The Securities and Exchange Commission on Wednesday charged St. Louis-based brokerage firm Stifel, Nicolaus & Co and a former senior executive with defrauding five Wisconsin school districts by selling them risky investments funded largely with borrowed money.

The SEC said Stifel, a unit of Stifel Financial Corp, and former Senior Vice President David Noack created a proprietary program to help the school districts fund retiree benefits by investing in notes linked to the performance of synthetic collateralized debt obligations (CDOs).

The school districts invested $200 million in three transactions from June to December 2006, paid for largely with borrowed funds. The investments were a complete failure, but generated significant fees for Stifel and Noack, the SEC said in its complaint, filed in federal court in Milwaukee.

Stifel and Noack abused their long-standing relationships of trust with the school districts by fraudulently peddling these inappropriate products to them. They were clearly aware that the school districts could ill afford to bear the risk of catastrophic loss if these investments failed, said Elaine Greenberg, Chief of the SEC Division of Enforcement's Municipal Securities and Public Pensions Unit.

According to the SEC's complaint, the five school districts are Kenosha Unified School District No. 1, Kimberly Area School District, School District of Waukesha, West Allis-West Milwaukee School District, and School District of Whitefish Bay.

The SEC alleges that Stifel and Noack made sweeping assurances to the school districts, telling them that it would take 15 Enrons -- a catastrophic, overnight collapse -- for the investments to fail.
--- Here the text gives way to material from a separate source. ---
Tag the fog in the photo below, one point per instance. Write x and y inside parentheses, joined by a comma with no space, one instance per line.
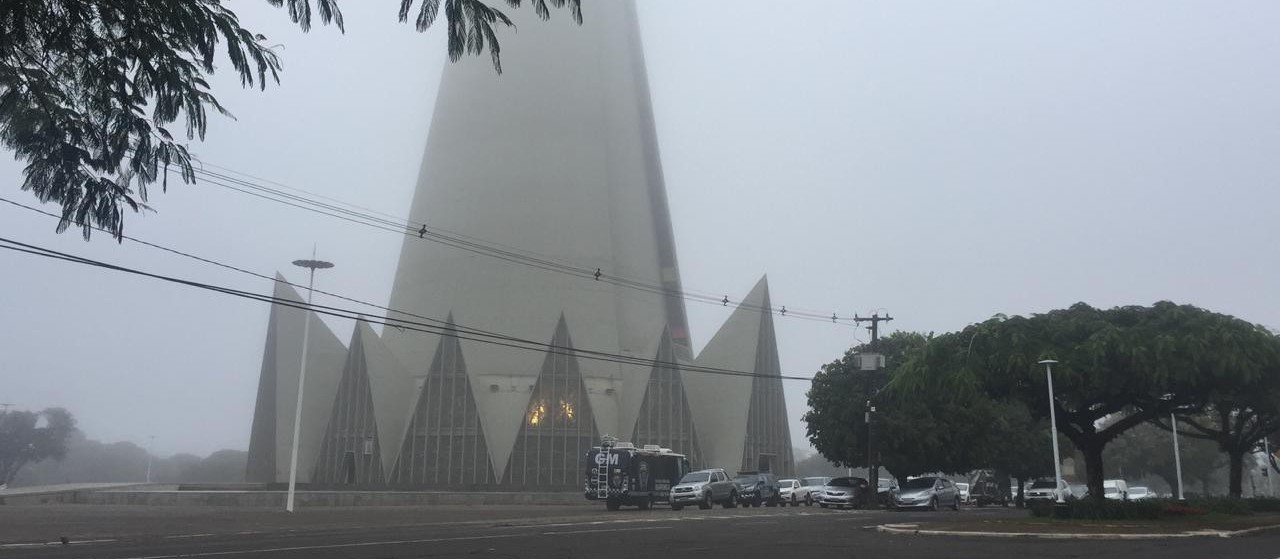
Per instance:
(941,161)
But they failed to disclose material facts to the schools, including that the portfolio in the first transaction performed poorly from the outset and that credit rating agencies placed 10 percent of the portfolio on negative watch within 36 days of closing.
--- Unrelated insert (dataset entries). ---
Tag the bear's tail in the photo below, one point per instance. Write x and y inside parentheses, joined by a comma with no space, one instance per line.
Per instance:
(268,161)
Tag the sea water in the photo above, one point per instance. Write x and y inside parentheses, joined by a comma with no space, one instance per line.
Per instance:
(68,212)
In addition, certain CDO providers expressed concerns about the risks of the program and declined to participate in it, but Stifel did not inform the schools of that fact.

The SEC alleges that the heavy use of leverage and the structure of the synthetic CDOs exposed the school districts to a heightened risk of catastrophic loss.

The investments steadily declined in value in 2007 and 2008 as the CDO portfolios suffered a series of downgrades. By 2010, the school districts learned that the second and third investments were a complete loss and that the lender had seized all of the trusts' assets.

The school districts suffered a complete loss of their investment and suffered credit rating downgrades for failing to provide additional funds to the trusts they established.

Near midday, Stifel Financial shares were down $5.37 or 18.8 percent at $23.23 on the New York Stock Exchange, as the market declined broadly.